The Hon. Robert Smellie CNZM KC passed away on 23 December 2025. Tributes have been paid to him by the Chief Justice and by Business Desk (Thomas Manch, 24 December 2025). Both outline his distinguished career as a practicing lawyer, first as partner at Grierson Jackson and later as a Queen’s Counsel at the Independent Bar. They then traverse his Judicial career, initially as Chair of the Equal Opportunities Tribunal, then from 1985 as a High Court Judge followed after his retirement from that Bench as a member of the Fiji Court of Appeal. In 2007 after a military coup in Fiji he was among 6 expatriate Judges who resigned from that Court as a matter of principle.
He was active in supporting Law Society matters, serving on the Council of the Auckland District Law Society and chaired both the Auckland and New Zealand Law Society’s legislation committees. He was active in Anglican Church matters and drafted the first Constitution of the Province of the Anglican Church in Melanesia and served for many years as Chancellor of the Province assisting the Archbishop on issues of canon law. In 1973 he was awarded the Bruce Elliott Prize for service to the public and to the law.
Outside his work, he and his wife Lyndsay were enthusiastic sailors and Rob participated in annual Law Society regattas in his keel boat.

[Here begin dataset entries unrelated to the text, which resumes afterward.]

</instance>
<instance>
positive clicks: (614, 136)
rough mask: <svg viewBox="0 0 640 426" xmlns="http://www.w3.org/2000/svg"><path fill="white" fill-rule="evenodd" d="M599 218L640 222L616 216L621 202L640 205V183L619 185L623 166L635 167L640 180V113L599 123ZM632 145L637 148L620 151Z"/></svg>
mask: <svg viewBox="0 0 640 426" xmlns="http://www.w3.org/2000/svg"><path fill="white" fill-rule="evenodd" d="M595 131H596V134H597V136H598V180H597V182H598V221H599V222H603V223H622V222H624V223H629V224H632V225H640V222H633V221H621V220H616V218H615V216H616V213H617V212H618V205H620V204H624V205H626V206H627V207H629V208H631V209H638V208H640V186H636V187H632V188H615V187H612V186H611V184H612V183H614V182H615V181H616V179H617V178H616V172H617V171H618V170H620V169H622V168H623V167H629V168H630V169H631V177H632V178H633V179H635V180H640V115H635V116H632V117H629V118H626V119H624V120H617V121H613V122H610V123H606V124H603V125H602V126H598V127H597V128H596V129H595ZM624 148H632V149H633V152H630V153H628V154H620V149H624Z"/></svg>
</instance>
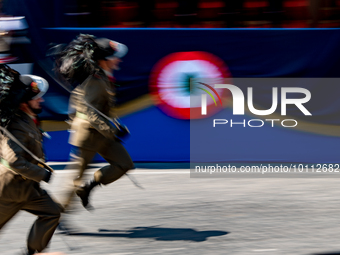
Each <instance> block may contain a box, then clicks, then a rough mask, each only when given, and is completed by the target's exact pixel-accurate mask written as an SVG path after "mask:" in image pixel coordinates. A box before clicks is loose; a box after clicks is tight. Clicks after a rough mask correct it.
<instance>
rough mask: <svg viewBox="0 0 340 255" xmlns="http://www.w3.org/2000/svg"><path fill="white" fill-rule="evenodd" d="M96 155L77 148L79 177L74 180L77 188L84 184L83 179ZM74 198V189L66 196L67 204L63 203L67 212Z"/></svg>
mask: <svg viewBox="0 0 340 255" xmlns="http://www.w3.org/2000/svg"><path fill="white" fill-rule="evenodd" d="M95 155H96V152H95V151H90V150H86V149H83V148H77V153H76V157H75V158H74V161H75V162H77V165H78V175H77V177H76V178H75V179H74V181H73V183H74V185H75V186H80V185H81V182H82V178H83V175H84V172H85V170H86V168H87V166H88V165H89V164H90V163H91V161H92V159H93V157H94V156H95ZM73 197H74V187H72V189H71V190H70V191H69V192H68V194H66V199H65V202H64V203H63V205H64V208H65V210H66V209H67V208H68V207H69V205H70V203H71V201H72V198H73Z"/></svg>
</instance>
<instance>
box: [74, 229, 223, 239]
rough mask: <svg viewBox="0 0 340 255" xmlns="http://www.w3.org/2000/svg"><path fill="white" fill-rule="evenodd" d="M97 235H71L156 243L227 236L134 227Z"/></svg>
mask: <svg viewBox="0 0 340 255" xmlns="http://www.w3.org/2000/svg"><path fill="white" fill-rule="evenodd" d="M98 232H99V233H73V234H72V235H77V236H94V237H125V238H150V239H154V240H157V241H192V242H204V241H206V240H207V238H209V237H213V236H223V235H226V234H228V232H225V231H218V230H211V231H196V230H194V229H191V228H157V227H136V228H133V229H130V230H108V229H99V230H98Z"/></svg>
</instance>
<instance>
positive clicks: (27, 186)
mask: <svg viewBox="0 0 340 255" xmlns="http://www.w3.org/2000/svg"><path fill="white" fill-rule="evenodd" d="M7 129H8V131H9V132H11V133H12V134H13V135H14V136H15V137H16V138H17V139H18V141H19V142H21V143H22V144H23V145H24V146H25V147H26V148H27V149H28V150H30V151H31V152H32V153H33V154H34V155H36V156H37V157H38V158H41V159H43V158H44V153H43V147H42V134H41V132H40V130H39V128H38V127H37V126H36V124H35V123H34V121H33V120H32V119H31V118H30V117H29V116H28V115H27V114H26V113H24V112H22V111H19V112H18V113H17V114H16V115H15V117H14V118H13V119H12V120H11V122H10V123H9V125H8V127H7ZM0 148H1V158H2V161H1V163H2V164H0V198H2V199H6V198H9V199H10V197H12V198H13V197H18V194H15V195H14V194H13V196H11V193H12V192H13V193H22V197H25V196H28V195H29V194H28V190H29V189H30V186H32V185H37V184H38V182H40V181H41V180H43V179H44V178H45V176H47V174H48V173H47V170H46V169H44V168H42V167H40V166H38V165H37V163H38V162H37V161H36V160H35V159H33V158H32V157H31V156H30V155H29V154H28V153H27V152H26V151H24V150H23V149H22V148H21V147H20V146H19V145H17V144H16V143H15V142H14V141H12V140H10V139H9V138H8V137H6V136H5V135H2V137H1V140H0ZM25 193H26V194H25ZM23 200H25V199H24V198H23Z"/></svg>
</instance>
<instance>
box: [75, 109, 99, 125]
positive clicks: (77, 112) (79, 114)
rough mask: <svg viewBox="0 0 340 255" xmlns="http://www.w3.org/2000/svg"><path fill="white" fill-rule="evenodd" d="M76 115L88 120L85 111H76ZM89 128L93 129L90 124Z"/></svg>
mask: <svg viewBox="0 0 340 255" xmlns="http://www.w3.org/2000/svg"><path fill="white" fill-rule="evenodd" d="M76 117H78V118H79V119H83V120H88V118H87V115H86V114H85V113H82V112H76ZM89 128H90V129H95V128H94V127H92V126H90V127H89Z"/></svg>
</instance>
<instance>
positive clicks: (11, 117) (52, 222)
mask: <svg viewBox="0 0 340 255" xmlns="http://www.w3.org/2000/svg"><path fill="white" fill-rule="evenodd" d="M47 89H48V83H47V81H46V80H44V79H43V78H41V77H38V76H30V75H20V74H19V73H18V72H17V71H15V70H13V69H11V68H9V67H8V66H6V65H2V66H0V118H1V119H0V124H1V126H2V127H5V128H6V129H5V130H7V131H9V132H10V134H8V133H7V131H6V132H5V131H4V130H3V134H2V137H1V141H0V142H1V144H0V145H1V146H0V148H1V164H0V229H2V227H3V226H4V225H5V224H6V223H7V222H8V221H9V220H10V219H11V218H12V217H13V216H14V215H15V214H16V213H17V212H18V211H19V210H24V211H27V212H29V213H32V214H34V215H37V217H38V218H37V219H36V221H35V222H34V224H33V226H32V228H31V230H30V232H29V235H28V239H27V249H26V250H25V253H24V254H34V253H36V252H40V251H42V250H44V249H45V248H46V246H47V245H48V243H49V242H50V240H51V238H52V235H53V233H54V231H55V229H56V227H57V225H58V222H59V218H60V212H61V207H60V206H59V205H58V204H57V203H55V202H54V201H53V200H52V198H51V197H50V196H49V195H48V193H47V192H46V191H45V190H43V189H42V188H41V187H40V184H39V183H40V182H41V181H44V182H47V183H48V182H49V180H50V178H51V174H52V173H51V172H50V171H49V170H47V169H46V168H44V167H43V166H42V165H39V164H38V161H37V160H36V159H34V157H33V156H32V155H31V154H30V153H28V152H27V150H28V151H30V152H31V153H33V154H34V155H35V156H36V157H38V158H40V159H43V158H44V153H43V148H42V134H41V131H40V129H39V127H38V126H37V124H38V121H37V114H39V113H40V112H41V105H40V103H41V102H43V99H42V96H43V95H44V93H45V92H46V90H47ZM11 135H12V136H13V137H12V138H11ZM20 144H21V145H20ZM25 149H27V150H25Z"/></svg>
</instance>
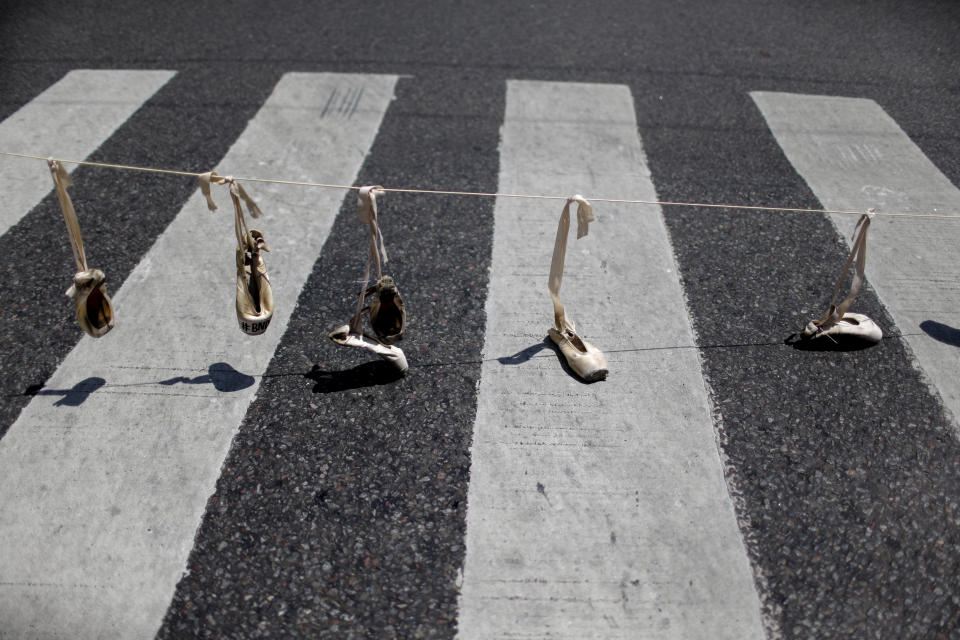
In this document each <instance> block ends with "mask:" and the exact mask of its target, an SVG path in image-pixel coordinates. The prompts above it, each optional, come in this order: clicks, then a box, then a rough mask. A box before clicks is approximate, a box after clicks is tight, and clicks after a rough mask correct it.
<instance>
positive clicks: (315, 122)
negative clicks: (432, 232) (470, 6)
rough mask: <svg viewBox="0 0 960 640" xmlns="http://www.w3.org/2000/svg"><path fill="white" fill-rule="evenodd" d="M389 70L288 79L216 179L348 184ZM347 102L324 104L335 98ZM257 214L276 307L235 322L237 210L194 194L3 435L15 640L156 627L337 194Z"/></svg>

One of his more notable cases as a QC was a brief from the New Zealand Government to represent the Attorney General before the Privy Council in an appeal by the Royal Commissioner, former High Court Judge Peter Mahon, who had reported on the Erebus crash, against the Court of Appeal’s ruling that the Commissioner’s finding that Air New Zealand had presented “an orchestrated litany of lies” was unlawful. While in London, he was asked to interview Terry Clark, the convicted leader of the Mr Asia drug smuggling organization who was serving time in an English prison.
As a High Court Judge, Smellie is best known for having presided over the longest trial in New Zealand’s history – 198 days continuously and 204 days in total. This was the Equiticorp case which arose from the sale of New Zealand Steel by the Crown to Equiticorp on 19 October 1987 in return for cash and Equiticorp shares. Part of the deal was that the following March the shares would be bought back. The sharemarket crashed on 20 October 1987 and Equiticorp shares dropped in value from $3.52 to under $1.00. The buy back was effected by a sale to an Equiticorp subsidiary which was financed by Equiticorp in breach of a provision in the Companies Act. The effect of the buy back was to transfer the loss from the drop in value of the Equiticorp shares from the Crown to Equiticorp. The statutory managers of Equiticorp sued for the return of the moneys paid both for breach of the Companies Act and also alleging that the Crown had knowingly assisted in a breach of fiduciary duty and misappropriation of trust property. Justice Smellie upheld these claims and, with an award of interest, Judgment was entered for $328,393,641. An appeal was filed by the Crown which was the subject of a mediation that resulted in an ultimate payment of $267,500,000.
At the trial, the Crown was represented by Don Mathieson QC, Arthur Tompkins, Karen Clark and Rachel Sussock (the last 3 of whom went on to Judicial appointments). I led the Statutory Managers’ legal team which comprised as well Sian Elias QC, Stuart Grieve, Bill Manning, Helen Winkelmann, Anna-Lee Cook and Lisa Way (two of whom became Chief Justices of New Zealand). Peter Woodhouse (later Justice Woodhouse) and Andrea Challis represented Glenbrook Steel Holdings Ltd. in related proceedings against the Crown.
While Equiticorp was his most notable Judgment, he gave many others and had a reputation for being a sound and fair Judge. He was for a period the Chief Executive Judge of the Auckland High Court and increased the efficiency of that Court.
The obituary in Business Desk contained the headline: “Robert Smellie, an open-minded judge with a socialist heart.” It recorded that he was a committed Anglican and, after retirement, became one of the Labour Party’s largest donors ($115,000) as well as being a contributor to other causes, including the Auckland City Mission. When asked about his support of the Labour Party, Robert Smellie said that as a practising Anglican he saw socialism as being closer to the Gospel than free enterprise and referred to a statement by Michael Joseph Savage that Labour was Christianity in action.